Cesk Pediatr. 1992 May;47(5):257-9.
Authors reviewed available information concerning etiology and pathophysiology of dilated cardiomyopathy. Diagnostic criteria and current poor results of conservative treatment are discussed. Between August 1984 and August 1991 67 children with various types of cardiomyopathy underwent heart and heart and lung transplantation at Harefield Hospital, U.K. Dilated cardiomyopathy was the indication for transplantation in 47 patients (mean age at operation was 6.5 years, range 0.3-4.8 years). Eighty-one percent actuarial survival at 4 years after operation represents reasonable progress in the treatment of this severe acquired disease. Currently, early transplantation is recommended in children with dilated cardiomyopathy and with low shortening fraction of left ventricle (below 0.13), without any improvement after 3 months of conservative treatment, will familial trait of dilated cardiomyopathy and/or with severe myocardial fibrosis.
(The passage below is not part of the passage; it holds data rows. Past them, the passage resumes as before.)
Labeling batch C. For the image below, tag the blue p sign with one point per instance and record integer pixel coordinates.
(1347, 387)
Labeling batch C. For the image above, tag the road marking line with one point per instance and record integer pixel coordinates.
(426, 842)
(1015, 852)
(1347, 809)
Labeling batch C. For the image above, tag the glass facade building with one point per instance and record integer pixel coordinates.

作者回顾了有关扩张型心肌病病因和病理生理学的现有信息。讨论了诊断标准和目前保守治疗效果不佳的情况。1984年8月至1991年8月期间,英国哈雷菲尔德医院有67例患有各种类型心肌病的儿童接受了心脏及心肺移植手术。扩张型心肌病是47例患者的移植指征(手术时的平均年龄为6.5岁,范围为0.3至4.8岁)。术后4年81%的精算生存率表明在这种严重的后天性疾病的治疗方面取得了合理进展。目前,对于患有扩张型心肌病、左心室缩短分数低(低于0.13)、经过3个月保守治疗无任何改善、有扩张型心肌病家族特征和/或有严重心肌纤维化的儿童,建议早期进行移植。